在文学的世界里,故乡并非仅仅是地理意义上的名称,而是纷繁复杂的所指。受独特的人生体验和世界观影响,不同的作家笔下的故乡往往呈现出千殊万异的面貌和可能性。它既可以是马尔克斯的马孔多小镇,也可以是鲁迅的绍兴老家。但对于具体的作家而言,故乡是唯一的。女作家奉荣梅在她的散文集《寒花淡影》中,以历史的亲切感和充满生活的脉动,饱含深情地描绘了其“远”在零公里处的故乡——道州。

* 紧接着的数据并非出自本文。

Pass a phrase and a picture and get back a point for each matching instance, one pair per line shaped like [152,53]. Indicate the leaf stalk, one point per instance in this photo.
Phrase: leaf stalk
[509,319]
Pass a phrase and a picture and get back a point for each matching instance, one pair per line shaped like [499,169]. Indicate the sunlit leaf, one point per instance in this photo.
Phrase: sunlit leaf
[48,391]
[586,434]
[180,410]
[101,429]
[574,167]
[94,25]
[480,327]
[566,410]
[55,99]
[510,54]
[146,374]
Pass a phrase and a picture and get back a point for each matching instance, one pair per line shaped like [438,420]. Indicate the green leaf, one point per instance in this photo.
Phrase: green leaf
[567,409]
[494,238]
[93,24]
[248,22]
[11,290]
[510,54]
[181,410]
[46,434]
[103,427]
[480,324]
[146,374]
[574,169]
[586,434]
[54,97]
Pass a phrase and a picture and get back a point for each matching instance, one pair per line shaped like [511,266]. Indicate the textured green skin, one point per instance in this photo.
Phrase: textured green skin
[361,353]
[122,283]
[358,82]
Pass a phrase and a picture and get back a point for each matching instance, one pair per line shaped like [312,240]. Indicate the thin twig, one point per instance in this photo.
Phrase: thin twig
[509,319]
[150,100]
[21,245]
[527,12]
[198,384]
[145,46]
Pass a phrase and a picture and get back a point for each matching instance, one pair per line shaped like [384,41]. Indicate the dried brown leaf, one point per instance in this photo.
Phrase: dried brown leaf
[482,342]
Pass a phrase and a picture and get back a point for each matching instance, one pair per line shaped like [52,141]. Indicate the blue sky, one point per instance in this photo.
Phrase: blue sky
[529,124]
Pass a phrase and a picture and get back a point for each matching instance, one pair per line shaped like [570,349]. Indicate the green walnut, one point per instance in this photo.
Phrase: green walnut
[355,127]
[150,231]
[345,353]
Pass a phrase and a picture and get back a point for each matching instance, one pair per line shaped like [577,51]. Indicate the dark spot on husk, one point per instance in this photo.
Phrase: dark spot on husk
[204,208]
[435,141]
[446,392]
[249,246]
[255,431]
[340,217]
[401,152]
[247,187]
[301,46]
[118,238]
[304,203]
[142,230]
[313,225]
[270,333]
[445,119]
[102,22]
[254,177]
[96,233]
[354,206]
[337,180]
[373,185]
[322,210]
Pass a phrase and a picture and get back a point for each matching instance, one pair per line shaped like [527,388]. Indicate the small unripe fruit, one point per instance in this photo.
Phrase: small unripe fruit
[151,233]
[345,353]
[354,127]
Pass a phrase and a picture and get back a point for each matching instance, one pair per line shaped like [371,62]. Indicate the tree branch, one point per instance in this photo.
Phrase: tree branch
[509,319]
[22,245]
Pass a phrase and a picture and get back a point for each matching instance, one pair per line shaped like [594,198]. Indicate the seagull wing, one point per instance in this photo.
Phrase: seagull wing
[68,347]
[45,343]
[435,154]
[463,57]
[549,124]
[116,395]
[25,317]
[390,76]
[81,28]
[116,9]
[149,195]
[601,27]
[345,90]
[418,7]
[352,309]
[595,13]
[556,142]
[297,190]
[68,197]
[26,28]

通往道州的路是不易的,它在被回忆交错缠绕的同时,也被绵延的紫金山脉和湍急险峻的潇水河簇拥着,那么迷人,那么让人如坠梦魇。游走在道州的大山之间,禽鸟的嘶鸣穿透雾气浸染的树林,一不留神,就会撞上山路间突然窜出的小兽。作为土生土长的道州人,作者熟悉家乡的过去和现在。虽然偏居一隅,但道州并不是文化荒芜的“蛮夷遐方”,而是在漫漫的历史长河中积淀了自身独有的文化底蕴。极目而望的道州,郁郁苍苍的除了层峦,也有周敦颐、元结、蔡元定、何绍基等文化巨人的身影。在《道州,零公里处》篇中,作者不吝笔墨地讲述了南宋大儒蔡元定的事迹。宋宁宗庆元二年,朱熹的得意门生蔡元定以“佐熹为妖”的罪名,贬谪为三千里外的道州监管。此时的蔡元定已年过花甲,步履维艰,唯一的慰藉是恩师朱熹的精神支撑。依照老师朱熹的嘱托,蔡元定在抵达道州后,开始在濂溪故里授徒讲学,读书立著,编撰了《易学启蒙》以及医书《脉经》。可惜在庆元三年的八月,蔡元定终因水土不服,年老体衰而悄然病逝。虽然只在道州呆了不到两年,但蔡元定的授徒不倦、大儒学养,应是值得被道州的后世子孙所铭记的。除此之外,作者还提及了道州人性格中的“霸得蛮”,这种蛮劲使道州人在后来的太平军和湘军中纷纷表现神勇,立下了赫赫战功,传为佳话。而在科举考试方面,道州人的蛮劲也发挥出了它锐意图强的威力,使道州早在元代以前就成为了湖南重要的人才中心。作者在此处列举诸多史料,意图是通过对家乡历史文化的挖掘,建构起自己与家乡之间的历史文化血脉,并顺承为这支血脉中的一员。但事实上,真正令作者与家乡血脉相连的却是那些亲身经历,那些乡村生活中重重叠叠的记忆。在《月亮光光》篇中,作者以一种抑制不住的孩童般的激情回忆了乡下的中秋节。每逢中秋之夜,乡村便彻底成了孩子们的乐园。更深人静时,小伙伴们拉帮结派,在田间地头尽情地“洗劫”别人家的瓜菜果子,为会餐收集原料。有时还会学着大人们的样子,摆上一桌下酒菜,划拳猜枚,喝酒赏月,直到天明。也许即使长大成年后,作者所感受到的快乐也不脱童年的支配。在《春天“吃青”》篇中,记载了道州乡村里特有的清明吃鹅和“吃青”的风俗,还有母亲口中关于“鸟仔节”的浪漫传说,被孩子们误以为是春天里人与鸟之间的美丽约会。在《童谣·官话·土话》篇中,那些孩提时代躺在母亲怀里的童谣仍在余音绕梁,能否说得一口地道的道州官话成为了身份的象征,而道州土话翻唱流行歌曲也变得别有一番风味。在《一枕黄粱》篇中,道州的两大特产打粑粑和枕头粽组成了孩子们关于吃的幸福记忆。《短路的家族血脉》篇中,对大舅苦难一生的回顾,流露出作者对亲人的温情和眷恋。《偶然的二十五年》篇中,作者对早殇的妹妹的怀念,深沉而感人,有一种悲痛的遗响。总而言之,那些挥之不去的事物,儿时的记忆也好,从前的故事也罢,所有关于故乡的一切,都成为了作者一次次身为道州人的连缀。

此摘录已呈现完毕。